All Splunk instances in a distributed environment including Search Heads, Indexers, Heavy & Universal Forwarders require configuration updates to meet customers’ requirements. For example, if a customer requires to disable The Web Interface of an Indexer, a set of configuration files is required to be deployed to the Indexer that can disable/enable the Web interface.
The Splunk instance that acts as a centralized configuration manager is called a Deployment Server,
the set of configuration files deployed is called a Splunk App, and the instance receiving the configuration updates (indexer in our example) is called a Deployment Client. The whole process of configuring and distributing Apps is called Forwarder Management, which is the subject of our post.
What is Splunk Forwarder Management?
Forwarder Management is Splunk’s Graphical User Interface used on the Deployment Server to configure and distribute Splunk apps to deployment clients. Forwarder Management is used to configure Apps, Server Classes, deployment clients using Graphical interface instead of having to manually edit serverclass.conf configuration file.
Using the Deployment Server, server classes can be configured to include a group of servers, deployment apps can be configured for each class of servers. A deployment client (Search Head, Indexer, or Forwarder) belonging to one or more server classes, keeps polling the Deployment Server periodically checking for any apps that belong to its server class. If the deployment client detects a new or updated app assigned to Its server class, the client will download the app keeping its apps synchronized with those assigned by the Deployment Server.

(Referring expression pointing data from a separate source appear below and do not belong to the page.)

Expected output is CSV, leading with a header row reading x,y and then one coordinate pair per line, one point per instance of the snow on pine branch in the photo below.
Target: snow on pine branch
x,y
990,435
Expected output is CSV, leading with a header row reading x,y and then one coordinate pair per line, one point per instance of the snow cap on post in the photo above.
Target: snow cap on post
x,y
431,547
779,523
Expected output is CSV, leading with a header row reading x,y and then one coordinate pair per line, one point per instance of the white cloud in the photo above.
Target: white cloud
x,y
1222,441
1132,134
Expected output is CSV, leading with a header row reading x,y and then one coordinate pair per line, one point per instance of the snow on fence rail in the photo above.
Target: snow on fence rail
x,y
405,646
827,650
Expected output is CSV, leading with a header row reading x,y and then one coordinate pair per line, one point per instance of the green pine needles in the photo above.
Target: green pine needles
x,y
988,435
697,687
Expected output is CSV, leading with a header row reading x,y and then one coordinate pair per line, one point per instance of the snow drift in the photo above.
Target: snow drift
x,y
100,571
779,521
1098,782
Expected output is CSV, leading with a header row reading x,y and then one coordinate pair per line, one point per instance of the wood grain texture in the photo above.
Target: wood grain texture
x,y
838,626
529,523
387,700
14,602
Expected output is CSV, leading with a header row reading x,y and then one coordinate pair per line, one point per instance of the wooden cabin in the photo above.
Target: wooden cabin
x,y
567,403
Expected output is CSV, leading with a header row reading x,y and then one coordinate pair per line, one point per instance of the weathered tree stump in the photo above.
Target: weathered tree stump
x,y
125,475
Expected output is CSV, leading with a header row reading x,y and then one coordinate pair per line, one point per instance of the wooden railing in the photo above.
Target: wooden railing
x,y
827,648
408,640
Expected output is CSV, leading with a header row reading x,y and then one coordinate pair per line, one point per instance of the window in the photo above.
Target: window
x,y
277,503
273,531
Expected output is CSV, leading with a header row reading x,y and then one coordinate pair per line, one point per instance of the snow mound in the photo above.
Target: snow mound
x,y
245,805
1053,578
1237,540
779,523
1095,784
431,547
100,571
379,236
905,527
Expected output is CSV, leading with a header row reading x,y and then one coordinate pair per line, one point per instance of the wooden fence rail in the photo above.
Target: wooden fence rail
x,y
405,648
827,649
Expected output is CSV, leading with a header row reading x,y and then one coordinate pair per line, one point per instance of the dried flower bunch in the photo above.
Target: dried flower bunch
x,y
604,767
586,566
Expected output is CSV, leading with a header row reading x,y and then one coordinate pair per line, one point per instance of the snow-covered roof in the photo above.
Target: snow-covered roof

Benefits of Splunk Forwarder Management
There are two ways to configure Splunk Deployment Server, either manually by editing serverclass.conf, or by using a Graphical User Interface. The Graphical User interface (Forwarder Management) is very much easier to use and has multiple benefits as well. Below are few benefits of using Splunk Forwarder Management.
Track the status of the whole deployment environment.
The Graphical User Interface shows how many deployment clients, apps and server classes exist in the environment. Status of last time a deployment client called home.
Monitor Deployment Activity.
The Graphical User Interface provides the status of deploying apps to clients. Find out clients that have successfully completed deployment, versus those that have failed or still in the process of deployment. Find out what apps are deployed to each deployment client, what server class a client belongs to.
Configure App behavior.
The Graphical User Interface can configure an App to restart Splunk after deployment to activate required changes. You can enable/disable the app as well as needed.
How to Use Splunk Forwarder Management
Forwarder management can be accessed by clicking the Settings link at the top of the Splunk Web, then by selecting Forwarder Management from the Distributed Environment section. Please note you can’t use a Deployment Server to configure and update indexer cluster peer nodes or search head cluster members.
Below is a screen shot showing an example of a Forwarder Management interface. You can see information reported about Apps, Clients, and Server classes in one screen. As can be seen from the example below, you can see how many Apps exists, details about each App can be viewed/modified by selecting the Apps Tab. Same with Server Classes and Clients.
Forwarder Management is Splunk’s Graphical User Interface used on the Deployment Server to configure and distribute Splunk apps to deployment clients. Alternatively, manual configuration can be done by editing serverclass.conf file, which is much more difficult to achieve. Forwarder Management is much easier to use, can track the status of the whole deployment environment, as well as can monitor the overall deployment activity.